Hari-hari yang Zahra jalani bersama keluarga Zaki terasa sangat sempurna, dia bahagia karena keluarga itu menyambutnya dengan sangat baik. Sehari-hari ada Susi sebagai adik ipar yang Zahra sudah anggap seperti adik kandung. Kakak-kakak Zaki juga sangat baik, tante Nia selalu membantu Zahra memasak di hari minggu.
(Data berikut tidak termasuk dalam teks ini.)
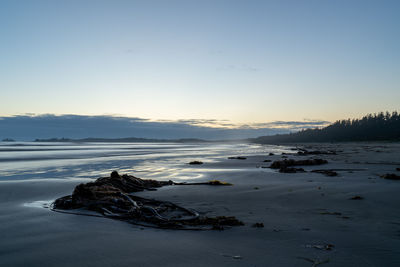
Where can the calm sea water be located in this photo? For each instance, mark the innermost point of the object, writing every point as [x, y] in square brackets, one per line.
[33, 160]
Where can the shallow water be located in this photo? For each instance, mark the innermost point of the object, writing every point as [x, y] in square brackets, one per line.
[164, 161]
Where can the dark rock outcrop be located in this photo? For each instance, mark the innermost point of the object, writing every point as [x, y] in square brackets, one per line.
[391, 176]
[112, 197]
[279, 164]
[326, 172]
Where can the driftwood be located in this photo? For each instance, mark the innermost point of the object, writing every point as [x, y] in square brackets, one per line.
[326, 172]
[391, 176]
[304, 152]
[111, 197]
[291, 162]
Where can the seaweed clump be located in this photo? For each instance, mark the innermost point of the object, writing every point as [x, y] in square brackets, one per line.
[112, 197]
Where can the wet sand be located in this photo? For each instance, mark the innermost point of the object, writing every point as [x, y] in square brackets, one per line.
[301, 213]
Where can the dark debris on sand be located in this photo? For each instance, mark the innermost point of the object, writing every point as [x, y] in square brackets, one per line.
[196, 162]
[279, 164]
[112, 197]
[326, 172]
[242, 158]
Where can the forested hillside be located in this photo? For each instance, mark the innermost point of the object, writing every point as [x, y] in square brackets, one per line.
[372, 127]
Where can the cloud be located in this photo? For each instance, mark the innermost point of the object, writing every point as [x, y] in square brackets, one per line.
[29, 126]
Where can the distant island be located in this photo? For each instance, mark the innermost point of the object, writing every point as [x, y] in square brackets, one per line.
[120, 140]
[372, 127]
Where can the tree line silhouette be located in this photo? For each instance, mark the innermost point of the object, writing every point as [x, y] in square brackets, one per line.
[372, 127]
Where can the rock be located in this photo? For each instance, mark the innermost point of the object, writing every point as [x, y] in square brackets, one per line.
[356, 198]
[242, 158]
[291, 162]
[326, 172]
[196, 162]
[391, 176]
[258, 225]
[291, 170]
[112, 197]
[304, 152]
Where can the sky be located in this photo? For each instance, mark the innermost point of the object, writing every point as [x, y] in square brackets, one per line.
[239, 62]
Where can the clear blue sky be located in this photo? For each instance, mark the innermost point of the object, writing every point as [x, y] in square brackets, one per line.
[243, 61]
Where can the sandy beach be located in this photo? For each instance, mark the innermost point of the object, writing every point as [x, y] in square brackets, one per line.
[307, 217]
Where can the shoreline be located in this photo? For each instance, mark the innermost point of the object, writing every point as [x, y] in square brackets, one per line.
[300, 213]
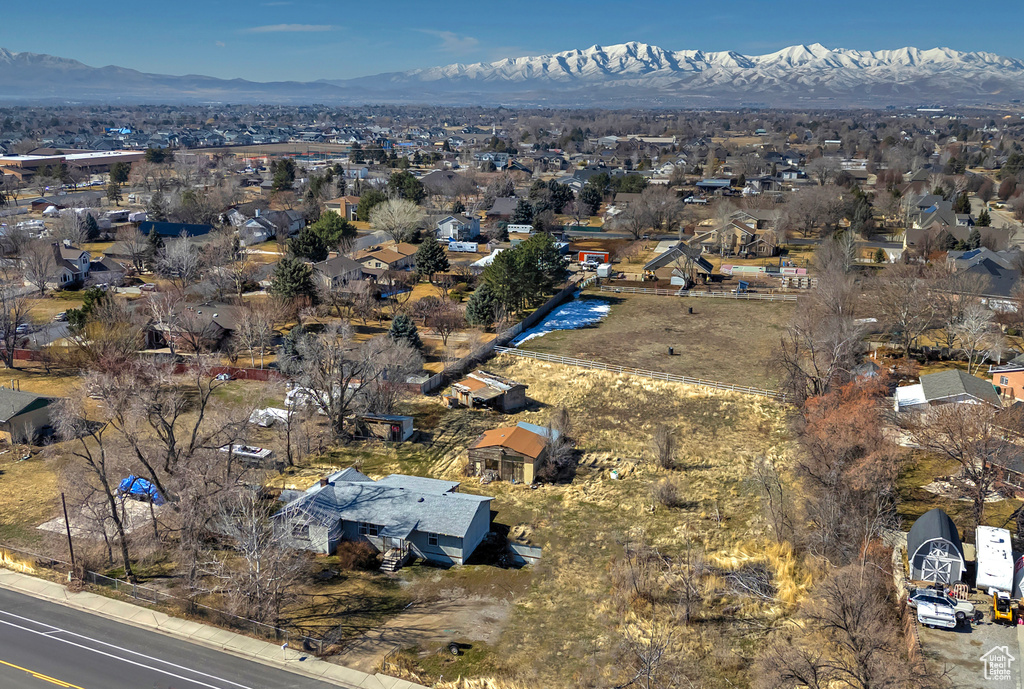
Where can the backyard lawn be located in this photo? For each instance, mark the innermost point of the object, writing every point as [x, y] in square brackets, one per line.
[723, 340]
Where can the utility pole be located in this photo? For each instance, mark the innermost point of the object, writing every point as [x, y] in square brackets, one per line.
[71, 548]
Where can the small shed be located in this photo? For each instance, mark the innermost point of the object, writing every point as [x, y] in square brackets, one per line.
[592, 255]
[482, 388]
[389, 427]
[23, 415]
[513, 454]
[934, 551]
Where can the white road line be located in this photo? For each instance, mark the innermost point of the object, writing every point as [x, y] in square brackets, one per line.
[126, 650]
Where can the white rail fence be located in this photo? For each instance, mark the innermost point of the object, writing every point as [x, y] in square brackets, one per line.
[653, 375]
[690, 293]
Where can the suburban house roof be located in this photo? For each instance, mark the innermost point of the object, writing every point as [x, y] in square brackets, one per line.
[955, 383]
[173, 228]
[398, 504]
[996, 268]
[519, 439]
[14, 402]
[485, 385]
[504, 206]
[337, 266]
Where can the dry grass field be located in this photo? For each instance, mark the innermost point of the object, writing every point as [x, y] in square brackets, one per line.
[561, 619]
[723, 340]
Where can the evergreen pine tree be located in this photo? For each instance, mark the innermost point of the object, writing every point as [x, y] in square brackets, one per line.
[91, 227]
[523, 214]
[481, 306]
[974, 239]
[431, 258]
[308, 244]
[332, 228]
[403, 330]
[156, 210]
[292, 278]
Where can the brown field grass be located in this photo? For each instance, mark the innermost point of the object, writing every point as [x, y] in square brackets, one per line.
[564, 620]
[723, 340]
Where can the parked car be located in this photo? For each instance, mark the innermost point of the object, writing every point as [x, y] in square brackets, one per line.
[937, 603]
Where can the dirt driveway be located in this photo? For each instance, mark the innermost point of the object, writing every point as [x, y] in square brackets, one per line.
[968, 653]
[429, 627]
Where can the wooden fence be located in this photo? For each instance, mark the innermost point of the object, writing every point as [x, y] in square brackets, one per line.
[691, 293]
[653, 375]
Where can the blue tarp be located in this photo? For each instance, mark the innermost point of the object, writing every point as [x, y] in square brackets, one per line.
[134, 485]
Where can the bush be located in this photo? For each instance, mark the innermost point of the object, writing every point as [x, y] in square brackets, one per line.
[356, 555]
[666, 492]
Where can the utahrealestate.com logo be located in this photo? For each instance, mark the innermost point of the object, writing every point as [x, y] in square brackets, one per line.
[997, 661]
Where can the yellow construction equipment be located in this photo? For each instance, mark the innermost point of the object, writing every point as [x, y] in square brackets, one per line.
[1003, 609]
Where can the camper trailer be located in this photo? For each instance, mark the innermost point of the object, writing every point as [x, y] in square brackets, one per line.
[995, 560]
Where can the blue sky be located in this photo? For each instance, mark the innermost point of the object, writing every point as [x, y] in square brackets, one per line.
[301, 40]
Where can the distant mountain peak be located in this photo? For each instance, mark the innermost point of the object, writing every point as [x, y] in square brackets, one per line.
[630, 74]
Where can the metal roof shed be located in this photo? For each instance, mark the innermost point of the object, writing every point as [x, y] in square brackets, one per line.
[934, 551]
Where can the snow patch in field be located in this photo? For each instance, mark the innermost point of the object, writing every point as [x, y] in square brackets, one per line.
[570, 315]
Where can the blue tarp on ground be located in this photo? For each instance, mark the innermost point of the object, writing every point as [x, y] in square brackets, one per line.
[133, 485]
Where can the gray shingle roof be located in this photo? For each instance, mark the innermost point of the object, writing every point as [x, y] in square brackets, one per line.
[954, 382]
[13, 402]
[399, 504]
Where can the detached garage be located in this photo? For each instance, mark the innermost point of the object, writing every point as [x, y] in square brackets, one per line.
[934, 551]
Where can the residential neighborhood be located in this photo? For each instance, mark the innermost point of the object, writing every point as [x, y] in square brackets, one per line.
[469, 396]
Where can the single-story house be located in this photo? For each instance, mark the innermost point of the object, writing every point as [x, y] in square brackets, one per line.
[481, 388]
[23, 415]
[458, 227]
[195, 327]
[400, 516]
[934, 551]
[394, 257]
[1009, 379]
[171, 229]
[105, 270]
[514, 454]
[503, 208]
[344, 206]
[256, 230]
[391, 427]
[288, 222]
[337, 272]
[946, 387]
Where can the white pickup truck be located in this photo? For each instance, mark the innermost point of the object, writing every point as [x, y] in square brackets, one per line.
[937, 608]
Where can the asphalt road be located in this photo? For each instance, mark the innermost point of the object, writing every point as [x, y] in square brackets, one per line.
[43, 645]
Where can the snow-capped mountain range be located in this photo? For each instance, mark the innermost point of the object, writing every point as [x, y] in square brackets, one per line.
[625, 75]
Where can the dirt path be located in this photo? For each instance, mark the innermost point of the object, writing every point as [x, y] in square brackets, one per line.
[429, 627]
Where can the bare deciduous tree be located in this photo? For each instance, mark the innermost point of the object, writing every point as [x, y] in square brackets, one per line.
[39, 264]
[179, 261]
[261, 576]
[663, 446]
[973, 436]
[397, 217]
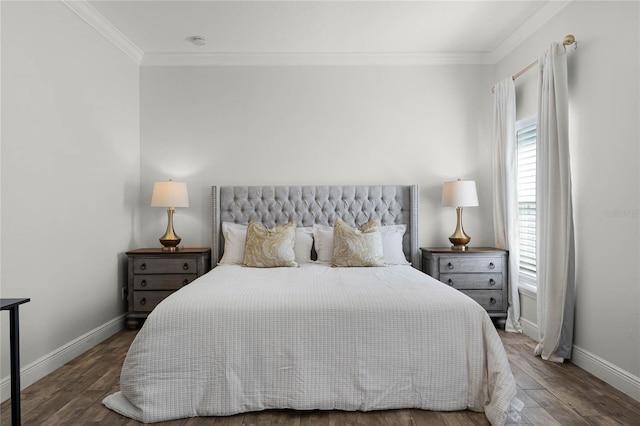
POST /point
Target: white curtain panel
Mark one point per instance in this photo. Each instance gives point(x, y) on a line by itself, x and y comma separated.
point(555, 251)
point(505, 197)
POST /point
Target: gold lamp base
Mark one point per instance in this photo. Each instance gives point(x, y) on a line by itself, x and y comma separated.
point(459, 239)
point(170, 239)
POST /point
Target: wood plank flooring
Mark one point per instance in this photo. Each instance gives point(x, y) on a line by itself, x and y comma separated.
point(552, 394)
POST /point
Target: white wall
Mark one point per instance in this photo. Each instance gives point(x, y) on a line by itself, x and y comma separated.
point(70, 179)
point(604, 90)
point(311, 125)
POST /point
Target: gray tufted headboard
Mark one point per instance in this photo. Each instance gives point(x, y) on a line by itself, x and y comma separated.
point(308, 205)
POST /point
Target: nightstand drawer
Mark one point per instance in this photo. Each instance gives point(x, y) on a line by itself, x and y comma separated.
point(162, 282)
point(145, 301)
point(148, 265)
point(470, 264)
point(491, 300)
point(473, 281)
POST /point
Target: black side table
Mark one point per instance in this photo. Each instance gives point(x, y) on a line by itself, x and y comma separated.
point(12, 305)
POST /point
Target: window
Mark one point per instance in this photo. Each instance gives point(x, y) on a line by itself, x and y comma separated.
point(526, 140)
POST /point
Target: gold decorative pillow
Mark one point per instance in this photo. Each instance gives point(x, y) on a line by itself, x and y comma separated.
point(269, 248)
point(357, 247)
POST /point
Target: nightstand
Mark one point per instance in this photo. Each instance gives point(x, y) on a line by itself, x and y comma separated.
point(479, 272)
point(155, 273)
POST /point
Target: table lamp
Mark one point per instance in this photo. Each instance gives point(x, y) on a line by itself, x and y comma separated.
point(170, 194)
point(459, 194)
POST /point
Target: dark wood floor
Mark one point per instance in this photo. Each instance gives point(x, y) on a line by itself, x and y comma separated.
point(552, 395)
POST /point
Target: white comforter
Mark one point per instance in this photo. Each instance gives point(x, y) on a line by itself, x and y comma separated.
point(316, 337)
Tak jarang di hari-hari libur, keluarga Zaki mengajak Zahra pergi berlibur. Ibu Zaki juga selalu mengajaknya bepergian. Saudara-saudara Zaki di setiap weekend selalu berkumpul di rumah itu, menambah keramaian yang hangat di hati Zahra.

Hanya ada satu kesedihan Zahra. Zaki tetap dingin, tak pernah mau ikut berjalan-jalan, liburan. Dia selalu sibuk dengan teman-temannya dan tentu saja hp nya. Zahra merasa bahwa Zaki belum bisa menganggapnya sepenuhnya istri, yang wajib ia penuhi nafkah lahir dan batinnya.

Tapi Zahra masih bersyukur, karena masih ada keluarga Zaki yang baik padanya.